Our community interest company was built upon the ethics and principles of permaculture, and biodynamic farming. 

What we do

✿ Teach over 50 primary school children every week how to grow their own food using agroecological approaches and develop systems thinking through permaculture.

✿ Encourage and establish seed saving within local communities and advocate for slow food, local food, seed and food sovereignty.

✿ Develop school allotments and other spaces for community food growing, wellbeing and biodiversity using permaculture design and biodynamic approaches.

✿ Care for honeybees gently using natural and biodynamic approaches.

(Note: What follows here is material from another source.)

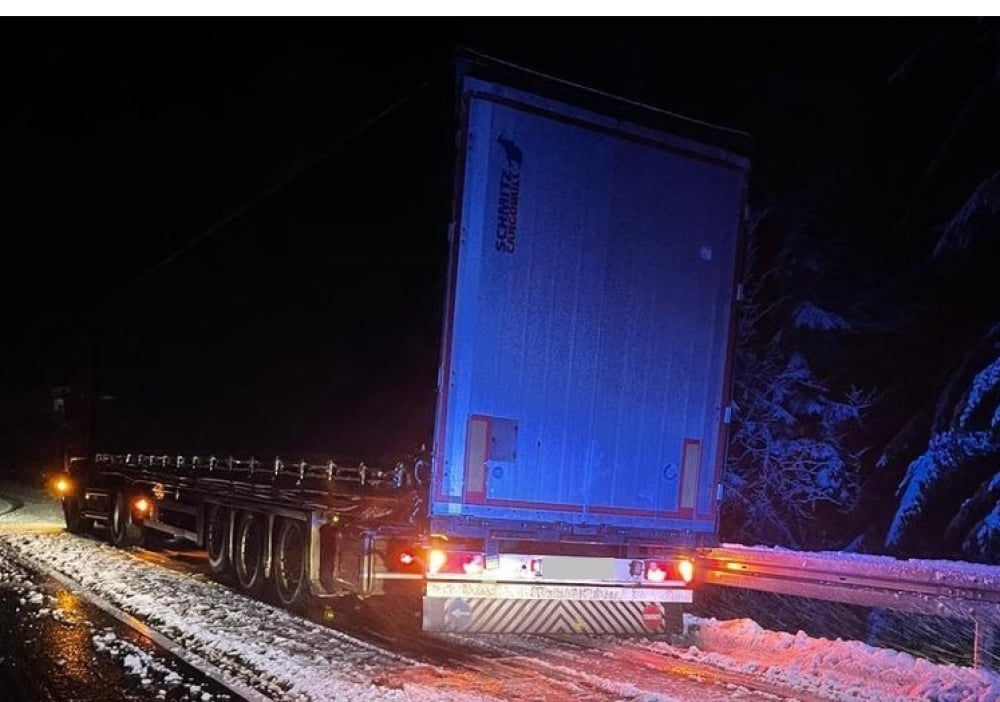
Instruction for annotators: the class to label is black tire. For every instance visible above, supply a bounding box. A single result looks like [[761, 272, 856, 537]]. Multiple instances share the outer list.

✿ Fund our earth and people care activities through a product range based on transparent short supply chains and regenerative farming.

CropWell 

A brand new project working in collaboration with a pub and brewery, local Scouts and villagers. The ultimate aim is to develop a market garden providing locally grown food to the pub and develop Scouts entrepreneurship, alongside being an accessible green space for the community. Please see the additional project pin for CropWell on the map for more information (or visit our website). 

School Allotment

We maintain a local primary school allotment, which children have access to during our weekly Friday teaching sessions, practical experiences during their day to day lessons, mindfulness sessions, and outdoor liturgy. The allotment is cared for using organic and ecological principles, focused on building soil health and developing closed loop systems including rainwater catchment, composting and wood chipping, seed saving, and recycling. We are also an Eco School team lead, and help the elected Eco Club members to develop sustainability targets and goals, in order to achieve their annual Green Flag award.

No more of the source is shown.